Cholangiocytes are the primary targets of cholangiopathies. This study elucidates the role of miR-200c in maintaining cholangiocyte homeostasis making use of cell culture and mouse models of cholestasis. MiR-200c restrains the proliferative and neuroendocrine-like activation of cholangiocytes by targeting sestrin 1(SESN1) and inhibiting the IL-6/AKT feedback loop to prevent cholestatic liver injury. The findings provide critical mechanistic insights into biliary liver fibrosis and suggest miR-200c may be a novel therapeutic target of cholangiopathies.
Thioredoxin domain containing 5 (TXNDC5) is highly expressed in patients with septic shock. It is also upregulated in mice with lipopolysaccharide (LPS)-induced sepsis and mouse macrophages subjected to LPS stimulation. Txndc5 depletion reduced inflammatory cytokine production and affected recruitment of macrophages and neutrophils in LPS-challenged mice. TXNDC5 inhibition alleviated LPS-induced sepsis by inhibiting the nuclear factor kappa B signaling pathway. These findings suggest that TXNDC5 inhibition may be a therapeutic approach for sepsis.
The authors examined 13 mismatch repair-deficient (MMRD)-associated primary brain tumors to determine molecular characteristics and biological behavior. MMRD occurred after chemotherapy and radiotherapy in two cases. The genetic profile of MMRD glioblastoma was different from that of conventional glioblastoma.

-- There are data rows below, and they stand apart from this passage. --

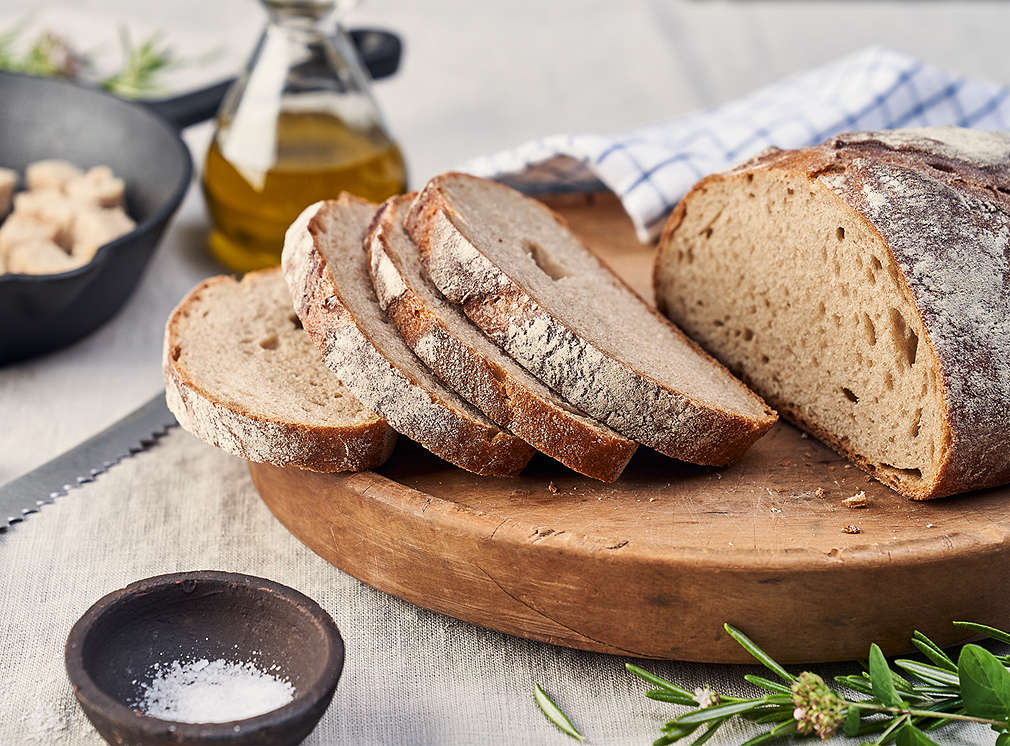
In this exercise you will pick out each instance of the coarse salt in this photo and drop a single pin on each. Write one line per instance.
(212, 691)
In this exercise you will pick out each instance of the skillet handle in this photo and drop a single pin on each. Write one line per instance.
(379, 49)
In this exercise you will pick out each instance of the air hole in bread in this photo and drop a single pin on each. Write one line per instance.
(542, 258)
(916, 423)
(870, 329)
(906, 341)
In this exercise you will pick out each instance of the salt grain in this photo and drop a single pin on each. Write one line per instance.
(212, 691)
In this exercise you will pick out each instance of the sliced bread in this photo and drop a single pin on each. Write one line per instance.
(532, 287)
(457, 351)
(863, 287)
(240, 374)
(326, 268)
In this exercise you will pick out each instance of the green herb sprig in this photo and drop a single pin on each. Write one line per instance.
(140, 72)
(892, 707)
(900, 708)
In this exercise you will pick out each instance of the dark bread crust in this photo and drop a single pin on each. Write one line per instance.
(405, 402)
(652, 414)
(967, 202)
(588, 448)
(253, 436)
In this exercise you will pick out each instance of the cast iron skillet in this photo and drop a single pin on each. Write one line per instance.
(45, 118)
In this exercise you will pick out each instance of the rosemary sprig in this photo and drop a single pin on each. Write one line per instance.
(554, 715)
(52, 55)
(888, 706)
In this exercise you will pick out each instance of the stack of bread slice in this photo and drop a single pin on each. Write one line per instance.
(467, 317)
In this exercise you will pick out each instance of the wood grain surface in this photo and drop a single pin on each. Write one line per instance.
(652, 564)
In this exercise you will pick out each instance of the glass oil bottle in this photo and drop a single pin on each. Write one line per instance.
(298, 126)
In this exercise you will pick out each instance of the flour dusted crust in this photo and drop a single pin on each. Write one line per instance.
(598, 383)
(460, 354)
(398, 387)
(233, 423)
(938, 199)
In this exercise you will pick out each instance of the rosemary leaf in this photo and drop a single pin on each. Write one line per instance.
(767, 683)
(767, 660)
(931, 673)
(932, 651)
(882, 679)
(554, 715)
(660, 681)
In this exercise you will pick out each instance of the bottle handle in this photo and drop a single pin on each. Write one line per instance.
(379, 49)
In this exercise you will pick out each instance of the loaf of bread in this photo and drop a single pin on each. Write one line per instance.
(326, 268)
(242, 375)
(863, 288)
(523, 278)
(457, 351)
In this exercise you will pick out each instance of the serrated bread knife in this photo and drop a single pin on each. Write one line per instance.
(133, 433)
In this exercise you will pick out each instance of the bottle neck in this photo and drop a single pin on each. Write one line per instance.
(317, 16)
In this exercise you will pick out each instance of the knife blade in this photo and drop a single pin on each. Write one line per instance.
(135, 432)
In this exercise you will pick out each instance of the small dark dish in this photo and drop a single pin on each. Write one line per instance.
(47, 118)
(203, 615)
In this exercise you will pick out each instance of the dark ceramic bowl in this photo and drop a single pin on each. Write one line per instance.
(203, 615)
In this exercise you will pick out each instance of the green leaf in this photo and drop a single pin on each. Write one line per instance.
(985, 631)
(909, 735)
(709, 732)
(719, 711)
(554, 715)
(985, 683)
(932, 651)
(851, 725)
(881, 678)
(767, 683)
(675, 698)
(660, 681)
(930, 673)
(767, 660)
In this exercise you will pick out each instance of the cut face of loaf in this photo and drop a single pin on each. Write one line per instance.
(326, 269)
(472, 364)
(524, 279)
(863, 288)
(241, 375)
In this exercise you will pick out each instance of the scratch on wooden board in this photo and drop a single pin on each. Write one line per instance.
(573, 630)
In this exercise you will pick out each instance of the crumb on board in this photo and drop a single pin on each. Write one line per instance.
(859, 500)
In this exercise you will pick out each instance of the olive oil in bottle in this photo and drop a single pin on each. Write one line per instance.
(299, 125)
(316, 157)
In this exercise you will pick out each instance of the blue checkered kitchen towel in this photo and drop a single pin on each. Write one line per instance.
(651, 168)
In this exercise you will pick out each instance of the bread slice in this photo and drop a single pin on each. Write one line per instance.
(863, 287)
(522, 277)
(457, 351)
(327, 272)
(240, 374)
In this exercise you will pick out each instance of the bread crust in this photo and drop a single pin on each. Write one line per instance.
(923, 177)
(253, 436)
(630, 402)
(584, 446)
(379, 383)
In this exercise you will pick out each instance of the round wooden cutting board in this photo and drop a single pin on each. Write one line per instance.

Half of the MMRD-gliomas and all Lynch syndrome-associated GBMs were high in microsatellite instability. These tumors had high mutational burdens and tended to have shorter progression-free survival than glioma without MMRD.
Rare tumors, such as mesenchymal chondrosarcoma (MCS) lack effective treatments partly due to unavailability of research models. The authors developed novel in vitro and in vivo MCS models and validated them at the single-cell RNA level. MCS dependencies were identified and coupled with clinically available therapies. Imatinib showed the highest selectivity and cytotoxicity in both models.
An artificial intelligence (AI) model was developed to discriminate between fibroadenomas and phyllodes tumors on core biopsy images. It employed a two-stage architecture comprising a convolutional neural network (CNN) component for feature extraction, and a recurrent neural network (RNN) component for whole-slide classification, with an overall slide-level accuracy of 87.5%.
This study confirms the preservation of EZH2 overexpression in 22 patient-derived orthotopic xenograft models of pediatric brain tumors. The authors demonstrate the activity of an FDA-approved EZH2 inhibitor, tazemetostat, alone and in combination with radiation in a subset of the models, and identifies EZH2-negative cells as potential cause of therapy resistance.